As I’ve noted in a couple of posts in the Alaska returns, the fact that we had essentially the same first-round vote total and three different results in the three contests tells is something. The Republican governor won re-election without a runoff. The Republican Senator was re-elected, has the first-ballot plurality, but required the instant runoff. The Democratic Representative had the first round plurality but only won re-election because 8000ish folks who preferred the 3rd place Republican preferred her over the 2nd place Republican.
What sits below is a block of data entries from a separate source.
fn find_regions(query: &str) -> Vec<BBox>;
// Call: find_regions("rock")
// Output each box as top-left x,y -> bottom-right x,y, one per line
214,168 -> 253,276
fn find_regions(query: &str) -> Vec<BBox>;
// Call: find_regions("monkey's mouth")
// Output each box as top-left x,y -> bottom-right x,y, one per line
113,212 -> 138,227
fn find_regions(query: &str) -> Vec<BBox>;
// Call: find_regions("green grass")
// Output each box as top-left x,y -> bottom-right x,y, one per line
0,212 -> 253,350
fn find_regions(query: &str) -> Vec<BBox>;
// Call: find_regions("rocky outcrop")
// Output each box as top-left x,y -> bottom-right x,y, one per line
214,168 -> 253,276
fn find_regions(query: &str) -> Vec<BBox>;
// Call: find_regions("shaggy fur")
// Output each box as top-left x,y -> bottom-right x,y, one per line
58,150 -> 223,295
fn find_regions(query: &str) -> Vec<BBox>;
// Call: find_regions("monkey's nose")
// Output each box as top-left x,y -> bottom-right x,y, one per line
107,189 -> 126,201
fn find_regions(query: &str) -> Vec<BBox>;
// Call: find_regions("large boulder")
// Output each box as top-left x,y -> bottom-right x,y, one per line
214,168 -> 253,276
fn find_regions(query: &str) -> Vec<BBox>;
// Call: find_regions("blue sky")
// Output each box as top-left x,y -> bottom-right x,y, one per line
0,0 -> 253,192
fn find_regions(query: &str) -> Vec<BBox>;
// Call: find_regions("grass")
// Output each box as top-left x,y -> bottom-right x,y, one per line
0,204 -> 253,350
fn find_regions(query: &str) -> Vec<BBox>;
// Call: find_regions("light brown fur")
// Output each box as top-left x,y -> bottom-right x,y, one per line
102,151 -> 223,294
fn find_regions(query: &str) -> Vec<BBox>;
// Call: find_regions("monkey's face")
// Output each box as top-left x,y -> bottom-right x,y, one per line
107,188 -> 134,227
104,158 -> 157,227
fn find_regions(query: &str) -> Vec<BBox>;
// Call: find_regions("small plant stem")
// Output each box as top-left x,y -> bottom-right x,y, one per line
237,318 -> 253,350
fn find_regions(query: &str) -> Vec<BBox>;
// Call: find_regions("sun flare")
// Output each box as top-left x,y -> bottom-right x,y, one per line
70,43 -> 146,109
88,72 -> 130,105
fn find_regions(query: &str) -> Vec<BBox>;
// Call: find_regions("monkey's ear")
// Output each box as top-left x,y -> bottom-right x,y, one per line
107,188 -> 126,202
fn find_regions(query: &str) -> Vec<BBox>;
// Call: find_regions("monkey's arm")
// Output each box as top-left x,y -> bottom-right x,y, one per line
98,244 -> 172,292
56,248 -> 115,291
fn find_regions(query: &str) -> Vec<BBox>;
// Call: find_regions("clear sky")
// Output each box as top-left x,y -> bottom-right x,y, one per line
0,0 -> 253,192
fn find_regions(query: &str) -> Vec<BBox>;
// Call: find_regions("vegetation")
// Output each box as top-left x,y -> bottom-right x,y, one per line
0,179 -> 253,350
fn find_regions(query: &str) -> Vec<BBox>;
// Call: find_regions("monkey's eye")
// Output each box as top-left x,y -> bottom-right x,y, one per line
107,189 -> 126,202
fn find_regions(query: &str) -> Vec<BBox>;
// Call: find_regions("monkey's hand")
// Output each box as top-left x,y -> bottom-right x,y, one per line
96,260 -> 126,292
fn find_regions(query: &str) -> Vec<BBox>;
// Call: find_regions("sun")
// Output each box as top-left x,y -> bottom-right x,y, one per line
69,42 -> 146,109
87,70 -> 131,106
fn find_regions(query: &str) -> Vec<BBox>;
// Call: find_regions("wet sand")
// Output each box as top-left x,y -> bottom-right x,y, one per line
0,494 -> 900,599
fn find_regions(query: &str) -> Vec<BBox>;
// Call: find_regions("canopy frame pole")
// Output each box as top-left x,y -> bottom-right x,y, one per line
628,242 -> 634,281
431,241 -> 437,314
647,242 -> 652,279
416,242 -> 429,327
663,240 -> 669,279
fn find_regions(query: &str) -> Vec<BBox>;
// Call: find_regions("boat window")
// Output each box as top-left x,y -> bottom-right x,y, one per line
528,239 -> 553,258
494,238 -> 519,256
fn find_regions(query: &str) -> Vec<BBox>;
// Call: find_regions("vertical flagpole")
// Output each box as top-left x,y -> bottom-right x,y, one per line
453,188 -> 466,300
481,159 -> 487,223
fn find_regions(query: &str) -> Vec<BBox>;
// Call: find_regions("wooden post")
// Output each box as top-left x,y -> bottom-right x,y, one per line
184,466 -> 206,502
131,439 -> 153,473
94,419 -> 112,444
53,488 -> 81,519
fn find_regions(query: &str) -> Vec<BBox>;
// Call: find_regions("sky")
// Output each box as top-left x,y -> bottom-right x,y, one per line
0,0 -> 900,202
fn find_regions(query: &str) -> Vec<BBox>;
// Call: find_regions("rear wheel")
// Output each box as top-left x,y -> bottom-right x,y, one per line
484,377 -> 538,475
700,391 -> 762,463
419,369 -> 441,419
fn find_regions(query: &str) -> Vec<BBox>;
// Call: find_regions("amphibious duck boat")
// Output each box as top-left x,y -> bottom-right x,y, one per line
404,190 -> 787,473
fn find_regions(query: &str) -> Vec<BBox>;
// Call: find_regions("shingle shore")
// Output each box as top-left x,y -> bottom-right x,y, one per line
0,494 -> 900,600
That seems a rather clear statement of voter preferences.
@James Joyner: The fact that the voters faced the same choices two months ago in the House, and made the same choices this time also suggests that it was a clear statement of voter preferences.
I was honestly expecting a Palin victory this time, because of people regretting the election of a Democrat a few months back — that the RCV, being different and new, was too complicated for many and they didn’t think through the consequences.
(Years of sitting in on UX testing sessions has taught me to never assume people understand anything)
I do wonder whether the Palin voters’ second choice would have been split so in favor of Begich over Peltola that it would have resulted in a different outcome had her voters been pushed to their second choice.
Given three candidates, D, R and R-Insane (I’m not going to remember their names anymore), I’m not sure splitting the middle dude’s votes really reflect voter preferences. Had it been D vs. R, R might have won by more than D wins in D vs. R-Insane.
I shudder to think of how complicated a system would have to be to get that outcome — I would almost want to let candidates haggle over who drops out, in what order, but only because I love chaos.
Anyway, I think there’s a good chance that Palin was effectively a spoiler and cost a seat for the Republicans. I can’t find data on Palin voter second choices to confirm it though.
@Gustopher:
But it seems pretty clear that of the three options, the voters preferred the D.
All you can hope for is a system that allows voters’ overall preference to prevail.
Indeed, I am not sure how sp”splitting the middle dude’s votes” is anything other than a metric of the electorate’s preference.